Slavery was not a foreign idea to the incoming tribes. Many tribal members held slaves, including some of the Wyandot, but they were from northern Ohio and the very idea of the northern influence at a “key and commanding position on the border” rankled pro-slavery elements.

Their fears proved valid when the old Northwestern Confederacy was revived among the Indians in 1848. The Wyandot were reinstated to their position of “keepers of the council fire” and assumed leadership in representing the emigrant tribes along the front range of Indian Country.

Their first order of business came to light in 1852 when they petitioned the United States to establish a territorial government in Indian Country. A delegate to Congress was elected, but that institution failed to recognize the Indian delegate during the normal session in Washington. However, the Wyandot had set affairs in motion that would not be denied.

The idea of a territorial government was closely tied to an ongoing national debate over the construction of a transcontinental railroad.

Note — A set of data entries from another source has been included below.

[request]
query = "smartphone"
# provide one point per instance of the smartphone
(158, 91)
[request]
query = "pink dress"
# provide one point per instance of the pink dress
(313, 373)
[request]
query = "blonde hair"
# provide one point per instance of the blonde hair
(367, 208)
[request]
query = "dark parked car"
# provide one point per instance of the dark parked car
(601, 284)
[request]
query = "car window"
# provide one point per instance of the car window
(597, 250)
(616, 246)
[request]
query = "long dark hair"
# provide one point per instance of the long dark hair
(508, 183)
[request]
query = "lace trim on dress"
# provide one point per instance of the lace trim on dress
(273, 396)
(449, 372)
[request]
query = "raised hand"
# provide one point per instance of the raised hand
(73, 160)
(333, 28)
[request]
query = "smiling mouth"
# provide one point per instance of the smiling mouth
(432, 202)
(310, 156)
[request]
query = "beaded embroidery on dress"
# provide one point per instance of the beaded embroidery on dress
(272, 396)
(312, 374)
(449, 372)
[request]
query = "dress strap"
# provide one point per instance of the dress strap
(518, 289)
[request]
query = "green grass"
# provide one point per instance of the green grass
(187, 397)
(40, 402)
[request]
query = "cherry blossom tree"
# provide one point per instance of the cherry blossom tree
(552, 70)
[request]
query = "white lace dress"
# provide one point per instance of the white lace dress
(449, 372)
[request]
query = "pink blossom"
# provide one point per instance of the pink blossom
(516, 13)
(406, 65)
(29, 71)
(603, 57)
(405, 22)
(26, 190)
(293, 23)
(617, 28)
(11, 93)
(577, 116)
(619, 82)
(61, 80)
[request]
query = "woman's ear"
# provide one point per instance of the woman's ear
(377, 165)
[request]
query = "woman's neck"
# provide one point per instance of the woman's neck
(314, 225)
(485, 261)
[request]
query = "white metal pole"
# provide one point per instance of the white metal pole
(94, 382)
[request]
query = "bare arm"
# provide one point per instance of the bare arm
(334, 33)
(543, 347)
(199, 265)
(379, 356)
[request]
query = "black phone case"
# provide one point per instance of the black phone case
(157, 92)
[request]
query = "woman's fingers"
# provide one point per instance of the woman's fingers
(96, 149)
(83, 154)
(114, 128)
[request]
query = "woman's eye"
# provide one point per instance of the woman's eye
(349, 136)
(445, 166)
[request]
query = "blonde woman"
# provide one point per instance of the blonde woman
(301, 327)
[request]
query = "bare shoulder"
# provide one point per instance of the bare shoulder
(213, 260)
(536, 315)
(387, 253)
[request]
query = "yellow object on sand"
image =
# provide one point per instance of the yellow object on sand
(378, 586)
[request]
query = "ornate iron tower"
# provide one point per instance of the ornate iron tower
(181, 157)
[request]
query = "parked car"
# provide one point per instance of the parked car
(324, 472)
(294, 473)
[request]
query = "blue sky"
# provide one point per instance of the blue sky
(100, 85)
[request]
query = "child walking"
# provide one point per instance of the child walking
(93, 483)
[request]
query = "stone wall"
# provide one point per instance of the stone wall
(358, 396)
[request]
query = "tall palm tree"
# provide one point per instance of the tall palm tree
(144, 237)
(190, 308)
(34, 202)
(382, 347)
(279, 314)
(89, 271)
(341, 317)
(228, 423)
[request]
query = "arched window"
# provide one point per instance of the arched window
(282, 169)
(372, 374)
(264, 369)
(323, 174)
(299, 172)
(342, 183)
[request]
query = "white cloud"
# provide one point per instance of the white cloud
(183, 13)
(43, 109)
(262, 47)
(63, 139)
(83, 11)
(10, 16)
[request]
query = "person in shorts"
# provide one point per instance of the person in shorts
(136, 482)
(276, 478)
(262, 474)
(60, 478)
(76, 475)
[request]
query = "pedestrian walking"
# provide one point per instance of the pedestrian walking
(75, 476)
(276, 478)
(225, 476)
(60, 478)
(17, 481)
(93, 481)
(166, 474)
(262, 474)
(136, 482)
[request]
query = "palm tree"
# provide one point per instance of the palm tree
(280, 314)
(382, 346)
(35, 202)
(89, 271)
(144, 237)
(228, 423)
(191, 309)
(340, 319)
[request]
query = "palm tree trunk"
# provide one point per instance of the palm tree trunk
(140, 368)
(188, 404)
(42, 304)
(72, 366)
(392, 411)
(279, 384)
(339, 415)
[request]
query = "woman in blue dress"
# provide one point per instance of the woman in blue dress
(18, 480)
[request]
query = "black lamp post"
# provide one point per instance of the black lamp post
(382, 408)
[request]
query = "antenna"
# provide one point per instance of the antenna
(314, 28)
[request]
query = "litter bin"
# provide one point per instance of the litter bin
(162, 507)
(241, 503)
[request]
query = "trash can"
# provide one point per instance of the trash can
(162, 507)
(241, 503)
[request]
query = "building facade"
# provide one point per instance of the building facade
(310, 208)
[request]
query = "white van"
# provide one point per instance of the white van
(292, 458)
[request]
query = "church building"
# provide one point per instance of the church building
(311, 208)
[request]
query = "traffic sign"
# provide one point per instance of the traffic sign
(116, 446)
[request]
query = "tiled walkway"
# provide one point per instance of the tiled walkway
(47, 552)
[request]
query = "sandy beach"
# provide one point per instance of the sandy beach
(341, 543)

Wyandot leaders moved boldly forward. A provisional territorial government was established July 26, 1853. Principal leader William Walker was elected governor. In addition to the establishment of the new territorial government, a central route for the transcontinental railroad was championed by Walker.

The actions of the confederacy of Indian nations under Wyandot leadership, while never officially acknowledged in Washington, forced Congress to address the issue. Less than a year later, President Pierce signed the Kansas Nebraska Act into law and the entire destiny of the United States was changed as the nation continued its march toward freedom and self-determination on The Way West.